Spider webs stuck to my fingers. I gasped and found the string and yanked. A
bare bulb sputtered on.

I went up the
narrow staircase, as if compelled by an unseen force. I didn’t
want
to
find out. And yet, I kept going, driven by a perverse need to uncover the
distant memory that had started to beat against the edges of my mind, like moth
wings.

The attic was
large with slanted ceilings, lit by the afternoon light coming through the long
windows to the west. Built-in bookcases lined the north and south walls and two
diamond shaped windows faced east.

In the middle of
the room my four poster bed was shrouded in a mosquito net, rigged up by me,
for the days when I pretended I was in Africa.
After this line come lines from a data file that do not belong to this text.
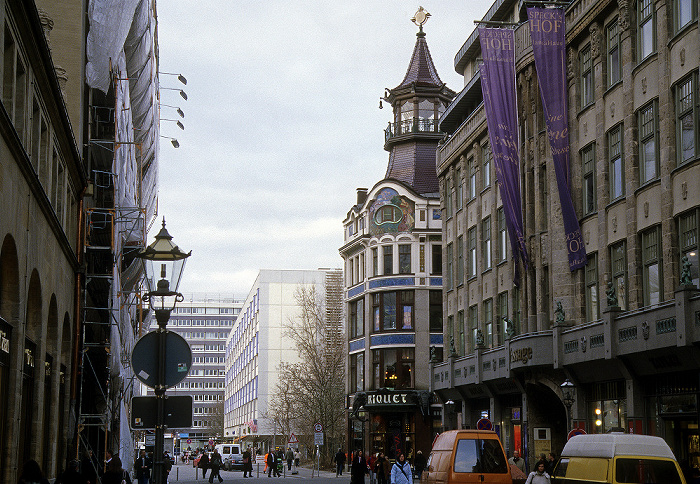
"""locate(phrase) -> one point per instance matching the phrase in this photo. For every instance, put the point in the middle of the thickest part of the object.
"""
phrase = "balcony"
(395, 131)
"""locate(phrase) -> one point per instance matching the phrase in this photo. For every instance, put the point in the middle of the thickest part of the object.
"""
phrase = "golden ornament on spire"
(420, 17)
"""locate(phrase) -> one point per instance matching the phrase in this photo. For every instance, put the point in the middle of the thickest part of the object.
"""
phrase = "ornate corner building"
(393, 259)
(625, 328)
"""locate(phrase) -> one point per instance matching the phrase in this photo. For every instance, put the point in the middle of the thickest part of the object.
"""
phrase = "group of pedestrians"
(380, 467)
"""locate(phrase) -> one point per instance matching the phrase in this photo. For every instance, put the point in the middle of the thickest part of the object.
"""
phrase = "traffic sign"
(575, 432)
(484, 424)
(178, 412)
(178, 359)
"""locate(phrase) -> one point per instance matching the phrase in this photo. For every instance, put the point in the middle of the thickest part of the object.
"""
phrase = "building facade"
(393, 255)
(205, 321)
(42, 176)
(256, 347)
(624, 329)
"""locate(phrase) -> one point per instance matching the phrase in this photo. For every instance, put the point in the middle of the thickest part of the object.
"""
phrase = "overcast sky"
(282, 123)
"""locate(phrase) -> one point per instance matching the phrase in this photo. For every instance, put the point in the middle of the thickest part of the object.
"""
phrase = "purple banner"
(498, 87)
(549, 49)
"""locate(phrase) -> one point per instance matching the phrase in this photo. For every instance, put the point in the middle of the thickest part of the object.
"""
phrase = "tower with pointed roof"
(412, 138)
(393, 260)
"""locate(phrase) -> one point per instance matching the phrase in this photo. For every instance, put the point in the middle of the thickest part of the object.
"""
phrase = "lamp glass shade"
(163, 264)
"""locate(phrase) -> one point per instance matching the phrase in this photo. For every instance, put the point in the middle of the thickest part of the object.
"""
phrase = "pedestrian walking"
(401, 471)
(539, 475)
(247, 464)
(339, 460)
(271, 463)
(142, 468)
(517, 461)
(31, 473)
(290, 458)
(382, 468)
(358, 468)
(215, 464)
(203, 464)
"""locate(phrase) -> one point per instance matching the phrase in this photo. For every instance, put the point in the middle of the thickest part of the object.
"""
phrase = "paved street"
(186, 474)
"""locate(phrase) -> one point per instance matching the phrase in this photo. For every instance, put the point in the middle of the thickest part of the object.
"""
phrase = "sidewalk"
(185, 472)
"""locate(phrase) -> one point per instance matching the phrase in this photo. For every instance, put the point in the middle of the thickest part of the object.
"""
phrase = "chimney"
(361, 195)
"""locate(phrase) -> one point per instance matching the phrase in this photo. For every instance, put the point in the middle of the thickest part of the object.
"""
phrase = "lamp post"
(163, 263)
(568, 390)
(449, 412)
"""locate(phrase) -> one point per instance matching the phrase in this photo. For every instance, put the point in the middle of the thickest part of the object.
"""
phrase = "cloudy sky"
(282, 123)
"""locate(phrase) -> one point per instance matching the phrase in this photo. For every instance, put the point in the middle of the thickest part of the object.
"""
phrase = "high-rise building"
(623, 330)
(257, 346)
(394, 270)
(205, 321)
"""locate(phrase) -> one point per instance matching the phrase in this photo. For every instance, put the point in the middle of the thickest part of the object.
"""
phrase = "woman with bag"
(401, 472)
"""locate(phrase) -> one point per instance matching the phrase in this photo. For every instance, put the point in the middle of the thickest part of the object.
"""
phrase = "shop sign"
(393, 399)
(522, 355)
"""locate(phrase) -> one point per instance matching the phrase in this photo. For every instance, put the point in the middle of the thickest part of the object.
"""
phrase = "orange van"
(467, 456)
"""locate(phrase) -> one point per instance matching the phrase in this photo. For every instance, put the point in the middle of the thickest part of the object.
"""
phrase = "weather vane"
(420, 18)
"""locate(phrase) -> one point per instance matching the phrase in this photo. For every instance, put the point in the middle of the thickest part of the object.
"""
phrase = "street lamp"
(449, 412)
(568, 390)
(163, 263)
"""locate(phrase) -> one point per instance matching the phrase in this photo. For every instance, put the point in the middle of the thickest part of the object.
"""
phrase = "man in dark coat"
(203, 464)
(358, 468)
(214, 464)
(339, 462)
(142, 468)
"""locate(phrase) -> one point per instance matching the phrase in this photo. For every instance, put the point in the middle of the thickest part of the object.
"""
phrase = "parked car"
(617, 458)
(231, 456)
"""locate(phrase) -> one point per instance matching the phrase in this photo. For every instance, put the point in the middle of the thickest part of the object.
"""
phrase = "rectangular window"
(404, 258)
(388, 259)
(617, 182)
(613, 44)
(488, 323)
(502, 235)
(588, 173)
(651, 258)
(435, 301)
(486, 242)
(458, 188)
(460, 260)
(648, 157)
(437, 259)
(471, 254)
(688, 234)
(592, 311)
(647, 42)
(460, 328)
(619, 273)
(448, 276)
(473, 326)
(685, 11)
(486, 176)
(472, 177)
(502, 308)
(586, 63)
(448, 199)
(686, 119)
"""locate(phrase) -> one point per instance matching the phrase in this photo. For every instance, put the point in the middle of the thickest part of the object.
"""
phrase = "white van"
(231, 456)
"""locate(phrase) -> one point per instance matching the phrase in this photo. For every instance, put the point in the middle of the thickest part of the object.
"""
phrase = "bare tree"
(317, 379)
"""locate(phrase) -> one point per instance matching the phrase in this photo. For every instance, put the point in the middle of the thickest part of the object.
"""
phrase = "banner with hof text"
(549, 48)
(498, 87)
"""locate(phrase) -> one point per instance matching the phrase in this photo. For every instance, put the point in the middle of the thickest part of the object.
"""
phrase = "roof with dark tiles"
(421, 70)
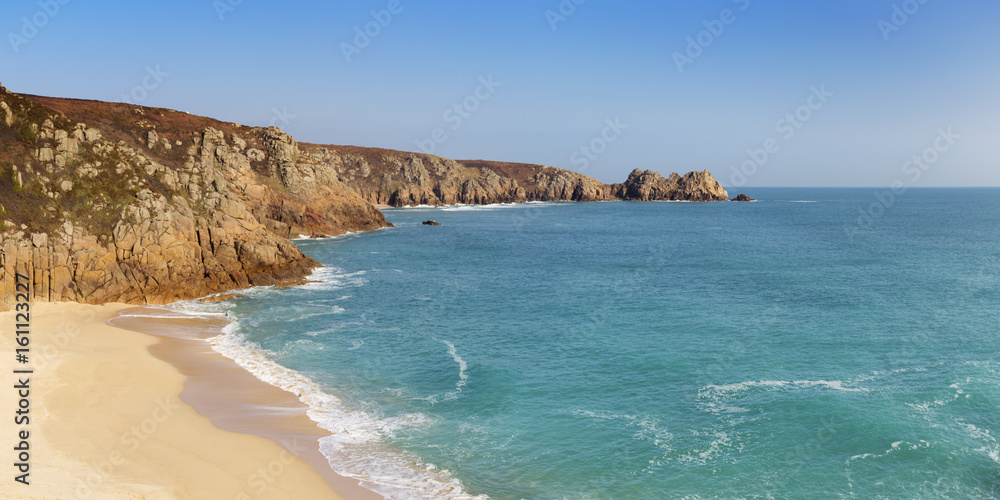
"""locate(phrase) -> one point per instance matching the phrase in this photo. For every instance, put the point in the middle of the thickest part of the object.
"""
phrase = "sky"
(853, 93)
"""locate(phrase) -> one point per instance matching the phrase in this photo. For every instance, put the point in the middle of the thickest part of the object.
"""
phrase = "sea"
(815, 343)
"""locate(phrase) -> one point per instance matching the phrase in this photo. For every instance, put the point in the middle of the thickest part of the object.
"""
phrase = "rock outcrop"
(103, 202)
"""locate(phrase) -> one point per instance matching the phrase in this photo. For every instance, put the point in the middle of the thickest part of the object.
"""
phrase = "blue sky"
(561, 72)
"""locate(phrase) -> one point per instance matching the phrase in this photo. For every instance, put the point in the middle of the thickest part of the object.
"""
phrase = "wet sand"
(111, 420)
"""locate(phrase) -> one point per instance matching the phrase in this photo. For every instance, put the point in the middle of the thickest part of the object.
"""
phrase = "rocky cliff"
(112, 202)
(104, 202)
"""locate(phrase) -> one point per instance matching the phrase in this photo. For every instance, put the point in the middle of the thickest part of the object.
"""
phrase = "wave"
(463, 377)
(356, 445)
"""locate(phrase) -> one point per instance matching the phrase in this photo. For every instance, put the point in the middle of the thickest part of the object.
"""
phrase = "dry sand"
(107, 421)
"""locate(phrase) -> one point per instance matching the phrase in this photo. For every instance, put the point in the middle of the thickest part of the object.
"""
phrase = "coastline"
(109, 420)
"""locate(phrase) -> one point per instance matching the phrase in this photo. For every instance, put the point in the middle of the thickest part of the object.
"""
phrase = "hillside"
(103, 202)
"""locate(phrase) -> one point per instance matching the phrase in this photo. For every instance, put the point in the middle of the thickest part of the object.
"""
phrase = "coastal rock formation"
(650, 186)
(138, 205)
(103, 202)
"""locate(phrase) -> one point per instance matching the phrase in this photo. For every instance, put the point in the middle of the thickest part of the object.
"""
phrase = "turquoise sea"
(786, 348)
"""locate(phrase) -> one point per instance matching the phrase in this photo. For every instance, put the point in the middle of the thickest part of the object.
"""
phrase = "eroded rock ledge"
(110, 202)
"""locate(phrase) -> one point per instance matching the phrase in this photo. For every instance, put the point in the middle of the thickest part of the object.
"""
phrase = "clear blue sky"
(939, 68)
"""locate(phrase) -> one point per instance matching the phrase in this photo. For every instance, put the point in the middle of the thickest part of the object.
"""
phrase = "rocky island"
(111, 202)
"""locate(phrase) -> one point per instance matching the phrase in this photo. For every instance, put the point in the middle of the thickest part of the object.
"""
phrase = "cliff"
(103, 202)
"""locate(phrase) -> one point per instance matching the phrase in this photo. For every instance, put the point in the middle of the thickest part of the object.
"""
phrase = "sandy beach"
(107, 420)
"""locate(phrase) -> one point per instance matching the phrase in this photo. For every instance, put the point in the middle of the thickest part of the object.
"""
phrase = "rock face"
(649, 186)
(104, 211)
(110, 202)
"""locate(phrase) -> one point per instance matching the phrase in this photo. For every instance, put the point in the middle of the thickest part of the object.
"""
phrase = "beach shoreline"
(111, 418)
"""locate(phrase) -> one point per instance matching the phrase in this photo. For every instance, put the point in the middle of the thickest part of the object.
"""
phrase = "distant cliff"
(111, 202)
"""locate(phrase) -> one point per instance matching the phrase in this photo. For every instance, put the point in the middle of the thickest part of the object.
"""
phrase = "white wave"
(333, 278)
(731, 389)
(355, 447)
(306, 237)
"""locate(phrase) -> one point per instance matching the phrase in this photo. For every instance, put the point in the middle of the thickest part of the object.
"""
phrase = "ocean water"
(818, 343)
The fights between my mother and
Javier had begun by then, and Africa was as far away as I could imagine.

And yet, the
dust floating in the last rays of sunlight, the lemony smell of old floor
polish and the few books left on the shelves, comforted me and reminded me of a
time when I had felt safe. The attic had been my refuge. When my grandmother
came in from some exotic place, resting up for her next adventure, I’d put on
plays for her, changing costumes behind the red Venetian screen.

But now the
attic was a tomb of buried memories and hidden artifacts. My gaze landed on a
chest pushed against the wall.

I had trouble
unfastening the buckles. My hands shook. At last, the soft leather straps fell
away. When I lifted the lid, I was surprised by the clean aroma of cedar. I’d
been expecting the stench of decay.

I sat on the
floor. It was hard to match the heaviness in my heart with the items in the
chest.

On top lay a
white wedding dress. I took it out, holding it to my face. It smelled of cedar
and Shalimar. It was a simple dress, adorned only with lace at the collar and
sleeves.

I imagined
standing at the altar with Devon. Sunlight came through red stained glass
windows. He lifted my veil and had to bend down to kiss me.

I’d only
discovered my mother’s wedding dress, after she died. I’d laid it back inside
the chest. Now I was gripped by the need to feel its silky smoothness against
my skin. I was in a hurry, for some reason. I tore off my scratchy sweater
dress and my tights.

There was no
mirror in the attic, which wasn’t a bad thing. I twirled across the dusty floor
in my bare feet. The long skirt flew out and rustled against my skin, like cool
water. My mother was so much taller than me; the dress dragged the floor when I
walked.

I went back to
the chest and sat next to it.

The next thing I
pulled out was an ivory napkin edged in white lace. I refolded it and put it
away. There was a set of English Bone China trimmed with pink roses. I found a
flat wooden box, intricately carved.

Knives glinted
against black velvet. When I touched the gleaming points, my pulse raced.

One knife was
missing.

I closed the box
and slid it away from me, across the floor. I dipped my hand back into the
chest. I ran my finger along the rims of crystal glasses. I took out a flute
and held it up. My mother’s name had been etched in curling letters.
India
.

I searched for a
glass with my father’s name. I examined every plate and cup and saucer. There
was no trace of him.

Nestled in the
lap of a linen tablecloth, I discovered a silk pouch. I emptied it. A gold
locket slid into the palm of my hand. I opened it and found it bare.

Anger flared in
the pit of my stomach. Despite the beautiful things my mother’s hope chest
held, it was as empty as her locket.
Hopeless
.

I had nothing
from her. Not even a picture of my father. She called him the ‘sperm donor’ but
I believed he was a real person who would have loved me, if he’d been given a
chance.

I stalked across
the floor. Dread churned in my gut. The lowering sun cast pink swaths on the
floor.

Standing by the
bed, I drew aside the mosquito net and stirred dust. I sneezed. I stroked the
white chenille bedspread and breathed in the faint scent of soap. I felt as if
I had opened a sealed time capsule. I had an urge to lie down and take a nap.

But I had to
finish what I’d started.

I got down on my
hands and knees to look under the bed. It was right there, at my fingertips—my
suitcase from the sanitarium. I grasped the handle and pulled it out, an old
midnight blue Samsonite, a hand-me-down from my grandmother.